Igor apresentou, além de espécies já em extinção, outras em risco de desaparecer. Durante o processo de proteção do território, foram identificadas duas dessas espécies. Uma planta pertence à família do girassol e é microendêmica, ou seja, ocorre em área muito pequena, aumentando a necessidade de conservação do ecossistema. A outra é um antúlio nativo de Piumhi, em fase de descrição e registro científico.

Além das riquezas naturais, os estudos mostram que Piumhi foi um território quilombola, com registros do Brasil Colonial, o que demonstra a importância da arqueologia histórica da região. Outro importante destaque para o turismo local é o fato de a Cachoeira da Belinha ser uma das poucas que têm acessibilidade para as pessoas com dificuldades de locomoção, o que é raro em áreas de cachoeira.

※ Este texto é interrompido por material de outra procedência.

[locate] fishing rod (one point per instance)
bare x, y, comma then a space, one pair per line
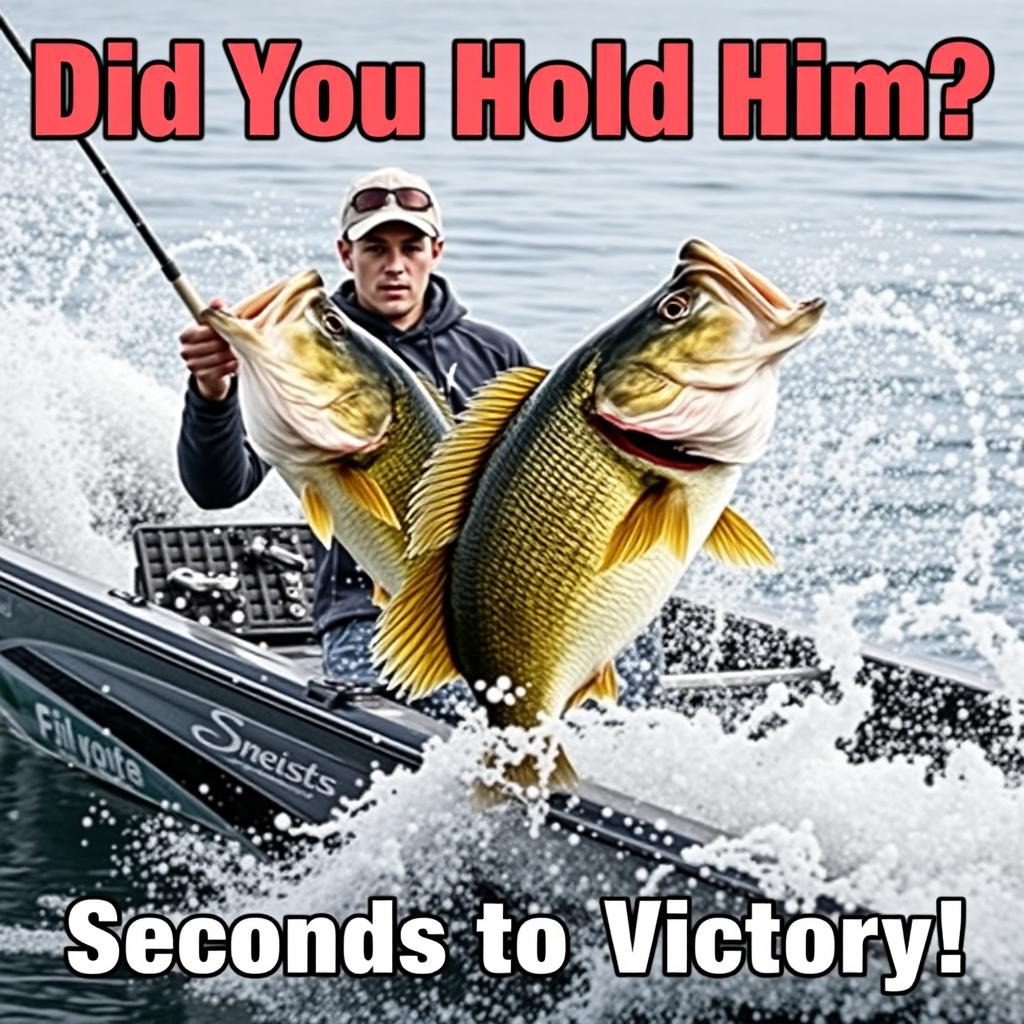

Foram apresentados alguns problemas já enfrentados na localidade, que precisam de medidas de proteção para não avançarem. Degradações no solo causadas por trilhas feitas por motociclistas estão aumentando. A turbidez da água também aumentou nos últimos anos, além do fogo sem controle, que segue atingindo o entorno.

Para o presidente da Câmara Municipal de Piumhi, José Wellington da Silva, a defesa da Cachoeira da Belinha é muito importante. “Esta casa estava cheia na aprovação da APA (Área de Proteção Ambiental) e hoje estamos com a casa cheia de novo para apoiar esse projeto, e esperamos que ele seja aprovado”, disse.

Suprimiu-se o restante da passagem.